On September 26, 2002, the House of Representatives passed the Department of Justice Authorization Bill. The House Bill proposes to make a number of changes for certain EB-5 immigrant investors. Some of the more significant changes include:
-New procedures for immigrant investors attempting to have the condition on their permanent residency removed. The proposed procedures would apply to immigrant investors who filed an EB-5 petition and had it approved between January 1, 1995, and August 31, 1998, and timely filed a petition to remove the condition from their permanent status. Further, immigrant investors will have the opportunity to request that an immigration judge review the Service’s decision to terminate their permanent resident status.

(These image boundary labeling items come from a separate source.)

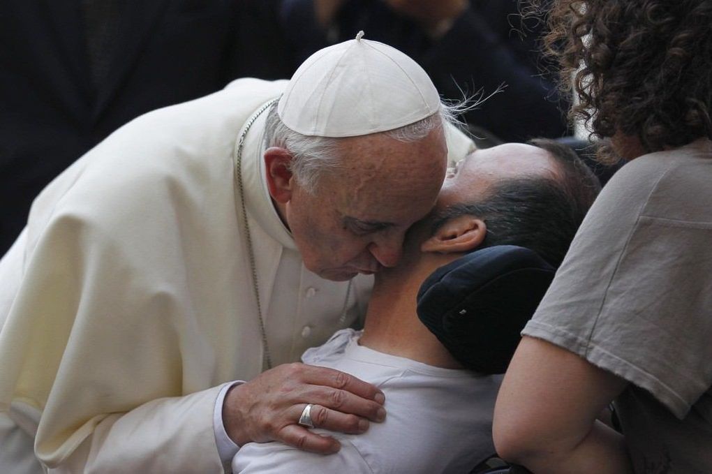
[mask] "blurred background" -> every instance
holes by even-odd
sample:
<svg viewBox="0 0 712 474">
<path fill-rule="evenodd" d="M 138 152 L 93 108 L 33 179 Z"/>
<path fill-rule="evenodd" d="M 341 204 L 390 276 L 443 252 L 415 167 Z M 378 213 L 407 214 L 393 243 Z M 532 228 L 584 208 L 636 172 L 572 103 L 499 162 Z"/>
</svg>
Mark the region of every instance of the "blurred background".
<svg viewBox="0 0 712 474">
<path fill-rule="evenodd" d="M 288 78 L 360 30 L 414 58 L 444 98 L 488 97 L 461 117 L 479 147 L 546 137 L 590 151 L 540 53 L 545 25 L 518 0 L 4 0 L 0 255 L 38 193 L 123 124 L 237 78 Z"/>
</svg>

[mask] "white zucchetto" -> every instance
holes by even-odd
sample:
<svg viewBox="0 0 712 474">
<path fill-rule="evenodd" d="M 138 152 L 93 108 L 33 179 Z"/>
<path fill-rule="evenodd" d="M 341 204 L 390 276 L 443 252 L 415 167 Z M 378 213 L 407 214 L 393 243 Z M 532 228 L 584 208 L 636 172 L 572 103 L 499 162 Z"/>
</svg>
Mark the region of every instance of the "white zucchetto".
<svg viewBox="0 0 712 474">
<path fill-rule="evenodd" d="M 277 107 L 285 125 L 304 135 L 357 137 L 439 110 L 438 91 L 417 63 L 362 36 L 319 50 L 297 69 Z"/>
</svg>

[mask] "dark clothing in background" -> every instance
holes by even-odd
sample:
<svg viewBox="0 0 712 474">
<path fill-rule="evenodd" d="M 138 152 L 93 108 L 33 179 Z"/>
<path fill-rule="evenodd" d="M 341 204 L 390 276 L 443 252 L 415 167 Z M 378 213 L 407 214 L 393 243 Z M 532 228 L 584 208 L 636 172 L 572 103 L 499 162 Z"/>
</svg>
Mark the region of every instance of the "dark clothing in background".
<svg viewBox="0 0 712 474">
<path fill-rule="evenodd" d="M 471 0 L 469 8 L 439 40 L 431 41 L 383 0 L 347 0 L 333 28 L 321 28 L 313 0 L 284 0 L 280 21 L 296 64 L 328 44 L 367 39 L 393 46 L 414 58 L 446 98 L 461 99 L 483 88 L 485 95 L 502 83 L 503 92 L 468 112 L 468 124 L 505 142 L 567 134 L 567 103 L 559 103 L 553 80 L 542 78 L 538 41 L 545 25 L 523 20 L 518 0 Z M 521 31 L 525 36 L 522 36 Z"/>
<path fill-rule="evenodd" d="M 7 0 L 0 256 L 56 175 L 124 123 L 232 79 L 288 77 L 276 0 Z M 88 38 L 92 41 L 88 41 Z"/>
</svg>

-New procedures for immigrant investors who have been denied conditional permanent residence based on a determination that they did not satisfy the capital investment requirement. Immigrant investors meeting the guidelines will have their petitions reopened. These provisions will only apply to immigrant investors who filed an EB-5 petition and had it approved between January 1, 1995, and August 31, 1998.

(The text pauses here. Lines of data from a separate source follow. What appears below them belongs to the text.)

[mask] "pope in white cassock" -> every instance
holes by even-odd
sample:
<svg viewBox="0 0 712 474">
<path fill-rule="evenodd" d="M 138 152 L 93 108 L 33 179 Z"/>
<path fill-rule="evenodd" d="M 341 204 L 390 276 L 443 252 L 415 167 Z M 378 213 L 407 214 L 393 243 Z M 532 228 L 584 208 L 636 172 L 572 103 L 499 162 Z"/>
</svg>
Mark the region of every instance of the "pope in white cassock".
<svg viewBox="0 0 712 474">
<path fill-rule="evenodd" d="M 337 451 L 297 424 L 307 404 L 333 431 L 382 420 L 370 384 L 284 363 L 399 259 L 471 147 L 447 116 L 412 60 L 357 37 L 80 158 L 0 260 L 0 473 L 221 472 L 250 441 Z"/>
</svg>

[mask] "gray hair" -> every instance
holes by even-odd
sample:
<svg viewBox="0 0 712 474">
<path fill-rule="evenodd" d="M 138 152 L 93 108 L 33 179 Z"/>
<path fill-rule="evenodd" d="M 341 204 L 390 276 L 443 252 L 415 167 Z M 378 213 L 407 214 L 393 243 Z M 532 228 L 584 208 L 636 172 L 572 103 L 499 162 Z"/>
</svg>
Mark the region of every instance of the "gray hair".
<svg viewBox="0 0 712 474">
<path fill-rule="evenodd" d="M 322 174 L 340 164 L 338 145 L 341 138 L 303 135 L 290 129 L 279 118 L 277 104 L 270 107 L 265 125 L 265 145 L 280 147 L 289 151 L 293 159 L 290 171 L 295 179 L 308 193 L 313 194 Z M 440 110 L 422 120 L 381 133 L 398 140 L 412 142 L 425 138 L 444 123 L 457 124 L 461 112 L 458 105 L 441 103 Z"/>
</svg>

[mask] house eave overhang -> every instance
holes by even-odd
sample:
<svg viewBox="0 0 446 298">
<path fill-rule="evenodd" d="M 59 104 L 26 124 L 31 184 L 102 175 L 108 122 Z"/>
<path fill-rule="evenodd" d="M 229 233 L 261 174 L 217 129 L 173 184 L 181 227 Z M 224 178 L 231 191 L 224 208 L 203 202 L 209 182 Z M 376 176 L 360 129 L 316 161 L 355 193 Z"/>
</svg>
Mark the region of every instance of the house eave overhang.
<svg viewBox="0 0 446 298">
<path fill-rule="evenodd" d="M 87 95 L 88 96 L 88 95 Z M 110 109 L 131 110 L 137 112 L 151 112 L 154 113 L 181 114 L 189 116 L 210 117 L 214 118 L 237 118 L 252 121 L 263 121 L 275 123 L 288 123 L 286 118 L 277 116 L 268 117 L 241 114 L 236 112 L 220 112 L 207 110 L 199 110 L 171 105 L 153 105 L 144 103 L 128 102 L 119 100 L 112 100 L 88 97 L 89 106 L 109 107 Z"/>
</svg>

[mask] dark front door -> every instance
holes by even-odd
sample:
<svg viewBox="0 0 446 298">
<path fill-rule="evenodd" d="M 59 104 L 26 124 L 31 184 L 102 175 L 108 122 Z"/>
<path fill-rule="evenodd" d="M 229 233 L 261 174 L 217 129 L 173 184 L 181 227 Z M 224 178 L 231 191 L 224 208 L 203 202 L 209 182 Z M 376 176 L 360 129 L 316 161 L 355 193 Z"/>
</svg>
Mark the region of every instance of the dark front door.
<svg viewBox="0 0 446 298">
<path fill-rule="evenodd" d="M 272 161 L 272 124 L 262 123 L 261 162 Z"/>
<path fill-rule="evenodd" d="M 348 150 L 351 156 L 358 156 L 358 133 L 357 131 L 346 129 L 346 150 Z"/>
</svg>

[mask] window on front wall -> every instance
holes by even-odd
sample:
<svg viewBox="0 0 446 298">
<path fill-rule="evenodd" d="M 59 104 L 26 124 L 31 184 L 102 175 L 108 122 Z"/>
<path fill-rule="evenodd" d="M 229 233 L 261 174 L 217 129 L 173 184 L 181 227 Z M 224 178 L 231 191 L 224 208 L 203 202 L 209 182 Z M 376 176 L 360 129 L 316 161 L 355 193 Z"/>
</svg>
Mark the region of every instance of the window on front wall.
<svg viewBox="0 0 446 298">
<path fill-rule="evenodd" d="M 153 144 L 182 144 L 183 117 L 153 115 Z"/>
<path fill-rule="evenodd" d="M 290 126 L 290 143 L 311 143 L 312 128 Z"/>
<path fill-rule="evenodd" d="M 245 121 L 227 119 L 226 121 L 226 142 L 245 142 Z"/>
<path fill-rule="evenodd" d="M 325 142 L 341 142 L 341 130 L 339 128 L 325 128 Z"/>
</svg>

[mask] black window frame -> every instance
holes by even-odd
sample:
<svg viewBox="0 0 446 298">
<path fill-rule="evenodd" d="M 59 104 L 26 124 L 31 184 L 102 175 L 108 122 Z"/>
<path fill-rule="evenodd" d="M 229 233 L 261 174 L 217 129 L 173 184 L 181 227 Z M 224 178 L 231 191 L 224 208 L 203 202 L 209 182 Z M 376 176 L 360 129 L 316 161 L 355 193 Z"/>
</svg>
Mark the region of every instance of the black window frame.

-A definition of full-time employment for immigrant investors is added to section 203(b)(5) of the Immigration and Nationality Act as being at least 35 hours of service per week.

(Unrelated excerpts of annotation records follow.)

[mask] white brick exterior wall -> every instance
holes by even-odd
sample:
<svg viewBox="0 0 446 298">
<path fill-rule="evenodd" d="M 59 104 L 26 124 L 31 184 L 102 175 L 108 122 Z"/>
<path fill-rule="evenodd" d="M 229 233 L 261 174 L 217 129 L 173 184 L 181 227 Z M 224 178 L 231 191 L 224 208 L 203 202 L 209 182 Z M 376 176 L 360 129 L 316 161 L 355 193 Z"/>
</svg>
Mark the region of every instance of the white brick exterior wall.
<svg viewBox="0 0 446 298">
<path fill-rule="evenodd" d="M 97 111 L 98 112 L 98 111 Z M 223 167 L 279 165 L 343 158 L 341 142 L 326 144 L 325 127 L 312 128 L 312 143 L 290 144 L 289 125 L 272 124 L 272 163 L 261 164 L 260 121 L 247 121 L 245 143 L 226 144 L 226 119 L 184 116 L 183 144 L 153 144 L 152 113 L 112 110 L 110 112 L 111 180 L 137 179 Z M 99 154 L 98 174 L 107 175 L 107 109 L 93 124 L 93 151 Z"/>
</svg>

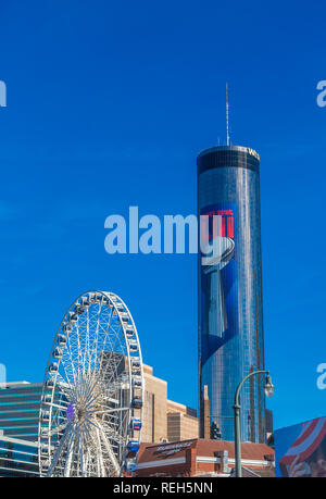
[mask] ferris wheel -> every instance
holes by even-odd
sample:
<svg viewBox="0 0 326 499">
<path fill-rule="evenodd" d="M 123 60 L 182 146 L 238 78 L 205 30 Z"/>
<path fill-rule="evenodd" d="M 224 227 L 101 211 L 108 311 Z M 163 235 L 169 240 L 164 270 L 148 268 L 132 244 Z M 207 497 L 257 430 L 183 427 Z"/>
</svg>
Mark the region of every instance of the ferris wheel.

-The “establishment” requirement for immigrant investors would be eliminated and replaced with the requirement that the immigrant investor must illustrate that s/he has an investment in a commercial enterprise. Additionally, what constitutes a commercial enterprise will be clearly defined to also include a limited partnership.
-The description and purpose (goals, production) of an EB-5 regional center are more clearly described within section 610(a) of the Department of Commerce, Justice, and State, the Judiciary, and the Related Agencies Appropriations Act, 1993.